Killed in the Ratings formally introduces the readers to Matt Cobb, a corporate trouble shooter in the employ of a television network and attached to Special Projects, in which he handles everything that's too ticklish for security and too nasty for public relations, but in his first outing he has not yet earned his promotion to vice-president and the full responsibility of their dirt-sheet cover-up division – and as the events unfolded in this book I became, more and more, curious how the heck he survived this case to rise through the ranks of the networks. DeAndrea threw everything at him, from a phony murder rap that looms over his head like the Sword of Damocles to a band of mobsters stalking his every move, and he handled it all!

The trouble begins when Matt Cobb receives an uptight telephone call from a man who implores to rendezvous with him at a dingy, second-rate hotel, to discuss matters that will proof to be ruinous to the network and network television in general or else he will spill his story to the FBI, but it takes the name of his ex-girlfriend to agree to the meeting – and I think even the most unseasoned reader of detective stories can guess what happens next. Upon entering the grubby hotel room, Cobb stumbles over the body of a man, with an uncomfortable looking switch-blade stuck in his back, and is clobbered from behind with an ashtray – leaving him with more than he can explain to the cops when it's their turn to come busting through the door.

Making your protagonist one of the prime-suspects has long since ceased to be a revolutionary plot device, but in the able hands of a gifted artist there still is fun to be have with that ploy and I can envisage DeAndrea smirking as he came up with another disastrous plot twist to drag Cobb even deeper into a catastrophic quagmire. The reason why he wasn't charged on the spot is that he had a reasonably acceptable story to tell them and the fact that the homicide detective in charge is a close friend to his family, but the first antagonist he faces in this story is a Second Grade Detective who sees in him an easy collar to polish up his résumé – and he feels strengthened in his precipitate conclusion after uncovering that the blood-spattered stiff on the floor is the ex-husband who whisked away his ex-girlfriend to make her his wife. Cobb didn't help his case, either, by spending an hour at her apartment after the murder. 

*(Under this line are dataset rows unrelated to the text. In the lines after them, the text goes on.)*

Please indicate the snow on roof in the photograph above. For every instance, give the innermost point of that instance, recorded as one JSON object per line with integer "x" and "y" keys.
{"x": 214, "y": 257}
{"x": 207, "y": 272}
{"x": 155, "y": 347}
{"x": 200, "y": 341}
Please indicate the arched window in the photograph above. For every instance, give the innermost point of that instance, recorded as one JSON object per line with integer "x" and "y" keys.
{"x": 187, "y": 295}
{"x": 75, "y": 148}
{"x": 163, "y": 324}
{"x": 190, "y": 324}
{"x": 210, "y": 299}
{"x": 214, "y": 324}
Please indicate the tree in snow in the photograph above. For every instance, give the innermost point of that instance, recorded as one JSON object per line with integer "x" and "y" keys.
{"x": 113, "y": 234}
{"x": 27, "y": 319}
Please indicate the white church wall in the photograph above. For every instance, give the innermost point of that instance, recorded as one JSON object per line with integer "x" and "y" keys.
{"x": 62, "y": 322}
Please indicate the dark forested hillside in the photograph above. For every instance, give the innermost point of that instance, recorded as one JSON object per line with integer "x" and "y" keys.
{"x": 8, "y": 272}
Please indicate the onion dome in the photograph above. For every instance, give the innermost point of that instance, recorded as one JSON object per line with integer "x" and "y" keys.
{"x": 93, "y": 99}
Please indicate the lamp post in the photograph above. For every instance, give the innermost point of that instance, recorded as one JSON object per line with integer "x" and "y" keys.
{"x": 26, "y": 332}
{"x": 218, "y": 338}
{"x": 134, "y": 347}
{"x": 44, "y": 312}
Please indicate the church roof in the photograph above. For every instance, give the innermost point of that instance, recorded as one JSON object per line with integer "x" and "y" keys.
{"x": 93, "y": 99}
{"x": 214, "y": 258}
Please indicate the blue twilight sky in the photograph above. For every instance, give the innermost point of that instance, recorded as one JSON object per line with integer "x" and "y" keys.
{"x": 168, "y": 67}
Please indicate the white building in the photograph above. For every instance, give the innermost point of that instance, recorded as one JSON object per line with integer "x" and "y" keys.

But wait, it gets better! In between several botched attempts on his life, he also has to shake off an unscrupulous agitator and his henchmen who shares the detective's conviction of his guilt and holds him personal responsible for missing out on a big chunk of potential revenue – giving the plot more of a hardboiled edge than the later entries in this series. The story gets really violent at one point and I wonder if DeAndrea hadn't fully made up his mind at this point whether he should lean more to the tough, hard-bitten gumshoes or embrace the orthodox, puzzle-orientated approach, but when it was time to wrap-up all the loose-ends, during a William Powell-type dénouement, he had branded, what would become, in the succeeding years, his trademark on this book – equating hardboiled story telling with a conventional, intricately constructed plot and not afraid to crack a joke at his own expense. One of my favorite scenes in the book comes when Cobb is forced to hitch a ride from two gangsters, at gunpoint, to meet their employer while they exchange cutesy insults and acting very much like stereotypical gumshoe/mobsters – at which Cobb reflects that they must have watched the same movies when growing up.

That's William DeAndrea for you! He was well aware that his types of books didn't really require him to gaze too deeply into the human psyche and find the words needed to describe its dreary scenery, but that instead he could pull his readers into a parallel world where he could thrill, baffle or merely make people laugh – and that is, for the most part, enough for me. But just to show-off that he was better than most of his contemporaries in the field he made a social comment on racism and renounced it in a few, effective sentences when it would've taken most writers a couple of hundred pages. The mob-boss in this book is a Jew with a nasty personality and this elicits a comment from the homicide cop, who's doing his best to pin a murder charge on our trouble shooter, at which Cobb muses that it takes only one bad apple to confirm the stereotype and give people the excuse needed to be racist. Great huh? Cobb repudiates both the behavior of the self-styled Godfather and the attitude of the one-track cop without delving into unresolved childhood trauma's! These books should be required reading for everyone who wants to be a published author of crime books.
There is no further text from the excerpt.